Ganz anders hingegen die Darstellung der religiösen Unruhen. Christliche Fundamentalisten, die zu Selbstmordattentätern werden und immer wieder hochrangige muslimische Religionsführer aber auch zahllose Unschuldige! mit in den Tod reißen ... Das kommt einem bekannt vor, Peter Brendts »Jihad« lässt grüßen. Doch was bei Brendt allenfalls spannend gewirkt hat, erzeugt bei Gear & Gear echte Gänsehaut.
Die meisten Attentate werden nur aus der Ferne geschildert, aus der Sicht von Fernsehzuschauern zum Beispiel. Immer wieder begleiten die Autoren aber einen der Selbstmörder auf seinem letzten Weg und erzählen die letzten Momente seines Lebens aus seiner Sicht. Wie es einem bei derartigen Gräueln, wie sie beschrieben werden, nicht kalt den Rücken runter laufen kann, werde ich wohl nie verstehen.
Der Kampf der Religionen ist es, der den größten Teil des Romans einnimmt. Insofern sind es gerade auch die in diesem Zusammenhang erzählten Szenen, die den größten Schrecken hervorrufen. Das Ehepaar Gear gibt sich auch reichlich Mühe, ein wahrhaft alptraumhaftes Szenario zu entwerfen. Mit ungeheurer Intensität schildern sie den zunehmenden Hass und die radikale Bereitschaft fanatischer Christen, in den heiligen Krieg zu ziehen, sowie die nicht minder radikalen Reaktionen verblendeter Moslems auf die Attentate. Die Gewalt eskaliert regelrecht. Schlussendlich kulminieren die furchtbaren Ereignisse in einem konsequenten Finale, das vielleicht nicht das Ende aller Tage darstellt, dennoch so einige unliebsame Überraschungen zu bieten hat.
Provokant? Und wie!
»Das Ende aller Tage« ist ein Thriller, der das Adjektiv provokant wahrhaft verdient hat.
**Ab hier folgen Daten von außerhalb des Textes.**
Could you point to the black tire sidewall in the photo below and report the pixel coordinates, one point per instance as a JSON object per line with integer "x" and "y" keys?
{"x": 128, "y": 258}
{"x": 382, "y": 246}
Selten war religiös verblendeter Hass (auf christlicher wie auch islamischer Seite!) derart intensiv, derart furchteinflößend beschrieben wie im neusten Spannungsroman von Gear & Gear.
Keine Frage, »Das Ende aller Tage« lebt von seinem rasanten und hochdramatischen Plot und der exzellent beschriebenen angespannten Atmosphäre. Die schonungslose und ungeschminkte Darstellung dieser Elemente ist so stark, dass man über die viel zu schlicht ausfallende Zeichnung der Charaktere mühelos hinwegsieht.
Aber mal ehrlich: Wen interessieren bei diesem Buch schon die Figuren? An die erinnert man sich nach der Lektüre ohnehin kaum noch. Was hingegen im Gedächtnis bleibt, sind die eindrucksvollen und bestürzenden Schreckensszenarien, die sich infolge des Klimawandels und der religiösen Streitigkeiten ergeben.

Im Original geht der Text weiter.